LOS ANGELES (AP) — Bill Haas had another bogey-free round at Riviera while shooting a 7-under 64 — the best round of the day by three shots — on Saturday to take a three-stroke lead into the final day of the Northern Trust Open.
U.S. Open champion Webb Simpson and former Masters champion Charl Schwartzel each had a 68 to be the nearest chasers, along with John Merrick, who bogeyed the last to finish with a 70.
The key for Haas was a seven-hole span in the middle of his round that he played in 6-under par, including a chip-in for eagle on the par-4 10th. He was at 12-under 201 and will try to become the eighth back-to-back winner in the 76-year history of this tournament.
"It's very difficult in this game to just pull away from the rest of the field," Haas said. "You've only seen a few guys ever really do that, and those are guys like Jack Nicklaus, Tiger Woods, Phil Mickelson. I've just got to stay in the moment, don't let my emotions get the best of me."
A year ago, Haas was two shots behind going into the final round and wound up winning in a playoff over Mickelson and Keegan Bradley.
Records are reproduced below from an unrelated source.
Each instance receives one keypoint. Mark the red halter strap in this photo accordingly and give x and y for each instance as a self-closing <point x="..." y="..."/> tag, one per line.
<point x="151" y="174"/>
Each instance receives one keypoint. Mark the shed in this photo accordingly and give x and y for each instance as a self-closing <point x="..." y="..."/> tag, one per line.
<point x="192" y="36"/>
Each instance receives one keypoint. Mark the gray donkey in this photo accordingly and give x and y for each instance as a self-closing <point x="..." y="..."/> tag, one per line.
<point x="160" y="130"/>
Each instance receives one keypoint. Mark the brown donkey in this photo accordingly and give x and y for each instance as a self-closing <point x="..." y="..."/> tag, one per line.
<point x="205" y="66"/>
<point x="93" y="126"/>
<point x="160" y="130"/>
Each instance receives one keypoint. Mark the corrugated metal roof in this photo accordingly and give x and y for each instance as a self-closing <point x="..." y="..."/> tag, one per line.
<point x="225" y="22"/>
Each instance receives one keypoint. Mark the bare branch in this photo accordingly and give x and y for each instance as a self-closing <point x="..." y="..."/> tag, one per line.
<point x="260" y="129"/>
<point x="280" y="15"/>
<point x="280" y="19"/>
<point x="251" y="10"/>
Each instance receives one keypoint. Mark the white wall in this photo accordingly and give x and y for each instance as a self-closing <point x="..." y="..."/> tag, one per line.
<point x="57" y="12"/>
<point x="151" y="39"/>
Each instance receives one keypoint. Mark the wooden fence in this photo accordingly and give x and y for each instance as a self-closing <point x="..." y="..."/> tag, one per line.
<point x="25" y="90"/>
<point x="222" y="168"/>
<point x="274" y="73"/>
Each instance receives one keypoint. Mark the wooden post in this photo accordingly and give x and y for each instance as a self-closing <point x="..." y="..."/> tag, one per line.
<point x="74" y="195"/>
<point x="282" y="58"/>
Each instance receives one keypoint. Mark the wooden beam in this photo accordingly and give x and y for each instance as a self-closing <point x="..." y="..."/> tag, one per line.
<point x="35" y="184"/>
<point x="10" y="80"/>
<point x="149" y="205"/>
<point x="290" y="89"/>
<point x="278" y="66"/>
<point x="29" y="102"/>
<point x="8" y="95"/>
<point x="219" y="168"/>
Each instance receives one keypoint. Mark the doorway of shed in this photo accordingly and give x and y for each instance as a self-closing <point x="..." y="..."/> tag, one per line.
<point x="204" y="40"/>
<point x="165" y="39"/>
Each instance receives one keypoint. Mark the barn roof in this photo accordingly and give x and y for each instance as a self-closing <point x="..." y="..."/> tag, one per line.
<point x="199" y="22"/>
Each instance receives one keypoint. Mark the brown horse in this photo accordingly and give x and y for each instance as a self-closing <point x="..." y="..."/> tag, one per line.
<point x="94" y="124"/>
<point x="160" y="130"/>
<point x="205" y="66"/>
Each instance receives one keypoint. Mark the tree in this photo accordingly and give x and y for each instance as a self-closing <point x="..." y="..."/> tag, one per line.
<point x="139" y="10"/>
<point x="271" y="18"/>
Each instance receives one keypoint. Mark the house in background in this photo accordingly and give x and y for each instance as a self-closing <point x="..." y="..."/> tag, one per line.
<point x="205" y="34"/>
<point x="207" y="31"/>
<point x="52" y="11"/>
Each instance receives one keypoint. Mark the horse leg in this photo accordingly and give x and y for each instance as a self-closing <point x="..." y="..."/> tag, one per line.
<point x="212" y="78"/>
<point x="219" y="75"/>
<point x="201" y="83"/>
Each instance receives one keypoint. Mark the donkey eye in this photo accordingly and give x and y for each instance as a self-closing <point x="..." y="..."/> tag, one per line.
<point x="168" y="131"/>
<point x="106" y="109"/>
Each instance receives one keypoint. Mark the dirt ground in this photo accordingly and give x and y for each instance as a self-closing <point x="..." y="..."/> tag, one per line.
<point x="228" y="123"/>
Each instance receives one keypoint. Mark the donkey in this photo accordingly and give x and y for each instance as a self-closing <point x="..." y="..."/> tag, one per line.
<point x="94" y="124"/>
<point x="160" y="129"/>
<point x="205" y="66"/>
This time, he has a comfortable margin over U.S. Open champion Webb Simpson and former Masters champion Charl Schwartzel, who each thought they did well for a 68.
Luke Donald overcame a sloppy start — three bogeys in a six-hole stretch — with four birdies on the back nine to salvage a 70 that put him four shots behind, along with second-round leader Fredrik Jacobson (72).
Mickelson was hopeful of making a move and instead went the other direction. He missed three par putts of about 6 feet on the front nine and had a 72, putting him nine shots behind. Ernie Els, playing with Mickelson, also dropped shots early and dropped out of the hunt with a 73.
The round started with 20 players separated by five shots. Thanks to Haas and his flawless play, only eight players were within five of the lead.
It might not be easy for anyone to catch up to Haas if the sunshine continues to bake Riviera. The fairways were so firm that tee shots were running some 50 yards after they landed, and the greens were firm enough that balls ran out an extra two feet around the hole.
"I had a lot of 3- and 4-footers for par," Simpson said.
Haas has gone 40 consecutive holes without a bogey. The last one he made was on Thursday when he missed a 4-foot putt. But on this day, it was his birdies and one eagle that made the difference.
"I was just kind of plugging along out there and then all of a sudden, made a nice putt at 9, chip-in at 10, good up-and-down at 11," he said.
Simpson reckons Haas would have to make a few mistakes for anyone to make a big move.
"Bill is in a position, if he keeps a three-shot lead and goes and plays well again, that it's going to be hard to catch him," Simpson said. "But with the golf course this tricky, you get a guy that has a good front nine, he could be tied or even in the lead with nine to go. So anything can happen tomorrow."
Schwartzel is the only player with all three rounds in the 60s. He made two mistakes, one of them more bad luck. His tee shot on the 10th bounded through the green with such pace that it stayed toward the back slope of the rear bunker. His shot came out too soft and rolled back off the green, leading to bogey.
He came out weakly from the sand on the 15th and had to make a 6-footer to escape with bogey.
"It's easy to make bogeys," Schwartzel said. "The course got a bit firmer and, playing in the last few groups, the greens get a bit more bumpy. So it's hard to make birdies and also to keep the bogeys off the card."
"I probably won't change anything," he said. "Just keep playing the way I am and see if I can give myself chances and see what happens. I know the game is good enough to be able to win tomorrow."